Le temps passé à Yellowknife ne fut pourtant pas du gout de tout le monde, et rattrapé par les impératifs de son planning et sa feuille de route, Curiosity dut bientôt reprendre le chemin vers son objectif principal. Les conducteurs dessinèrent une nouvelle trajectoire rapide conçue pour regagner en partie le retard accumulé, ponctuée ici et là d'arrêts scientifiques au niveau de secteurs jugés intéressants. Sur le site intermédiaire de Kimberley ou il stationnera deux mois, Curiosity réalisera ainsi un troisième forage (roche Windjana, sol 621, 5 mai 2014), avant de repartir plus avant. Depuis le début de sa mission, le rover évolue sur des terrains sédimentaires (argiles, grès) déposés par des cônes de déjection (amas de débris laissés par un torrent ou une rivière), des deltas et des petits lacs qui semblent avoir occupés le fond du cratère. Les matériaux détritiques rencontrés (Crater Floor Sediments) possèdent une composition chimique et minéralogique laissant penser qu'ils proviennent surtout de la désagrégation et du remaniement de roches volcaniques préexistantes. Même si elles sont fascinantes, surtout pour une planète comme Mars, ces roches sédimentaires ne constituent néanmoins pas la cible principale de la mission. Il faut donc continuer à avancer.

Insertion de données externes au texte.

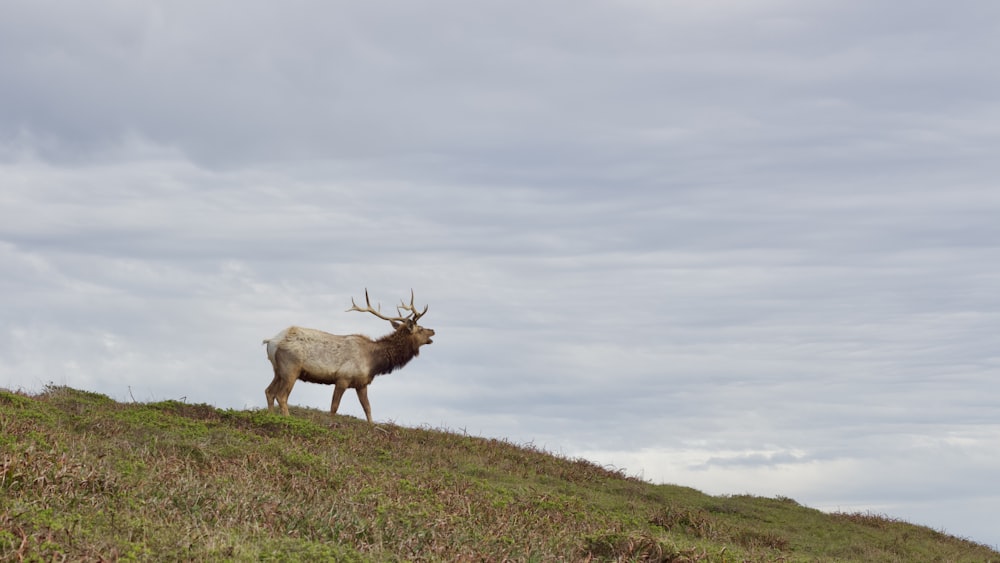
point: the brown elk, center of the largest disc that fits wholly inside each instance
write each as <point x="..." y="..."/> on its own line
<point x="346" y="362"/>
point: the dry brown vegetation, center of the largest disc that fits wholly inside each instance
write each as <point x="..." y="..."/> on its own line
<point x="83" y="477"/>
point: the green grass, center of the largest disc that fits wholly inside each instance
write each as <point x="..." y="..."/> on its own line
<point x="83" y="477"/>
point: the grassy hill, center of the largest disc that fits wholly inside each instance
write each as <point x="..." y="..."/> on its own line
<point x="86" y="478"/>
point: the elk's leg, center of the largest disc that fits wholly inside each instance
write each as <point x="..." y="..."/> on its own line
<point x="363" y="397"/>
<point x="338" y="393"/>
<point x="283" y="394"/>
<point x="272" y="392"/>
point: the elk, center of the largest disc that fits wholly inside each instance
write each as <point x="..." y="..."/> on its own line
<point x="346" y="362"/>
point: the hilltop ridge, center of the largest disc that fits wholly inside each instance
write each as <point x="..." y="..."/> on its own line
<point x="84" y="477"/>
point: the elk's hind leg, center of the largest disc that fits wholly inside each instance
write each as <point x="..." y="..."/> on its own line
<point x="272" y="392"/>
<point x="363" y="398"/>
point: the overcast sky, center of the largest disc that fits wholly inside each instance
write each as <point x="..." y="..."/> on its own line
<point x="747" y="246"/>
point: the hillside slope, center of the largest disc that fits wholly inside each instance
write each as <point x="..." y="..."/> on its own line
<point x="86" y="478"/>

Or, pour de nombreuses raisons, comme la dégradation alarmante de la bande de roulements des roues d'aluminium, la nature accidenté des terrains rencontrés, la frilosité des ingénieurs à pousser dans ses limites ce rover de 2,5 milliards de dollars, l'efficacité relative des logiciels de navigation autonome, Curiosity ne progresse pas aussi vite que prévu à la surface de Mars. Pour tenter de concilier la réalité avec les objectifs de mission, la NASA va alors diriger le rover vers un secteur particulier, Pahrump Hills. Bien qu'encore séparé de plusieurs kilomètres des contreforts montagneux d'Aeolis Mons, cet affleurement semble constituer des mêmes roches que celles qui forment la base du mont Sharp (et que les géologues nomment formation Murray). En septembre 2014, le rover réalise ainsi d'une pierre deux coups : il atteint sa cible sans même avoir à se déplacer ! Les magnifiques yardangs stratifiés photographiés par le robot peu après son atterrissage sur les flancs du mont Sharp sont pourtant encore bien loin.

Une fois sur son nouveau terrain de jeu, Curiosity s'est mis à arpenter en long, en large et en travers les environs, revenant sur ses traces pour effectuer des observations et analyses plus poussées. Au niveau de Confidence Hills (sol 759, 24 septembre 2014), il effectue un quatrième forage, puis un cinquième le 29 janvier 2015 sur la roche Mojave 2 (sol 882). Pour l'instant, aucune information n'a filtré sur les résultats.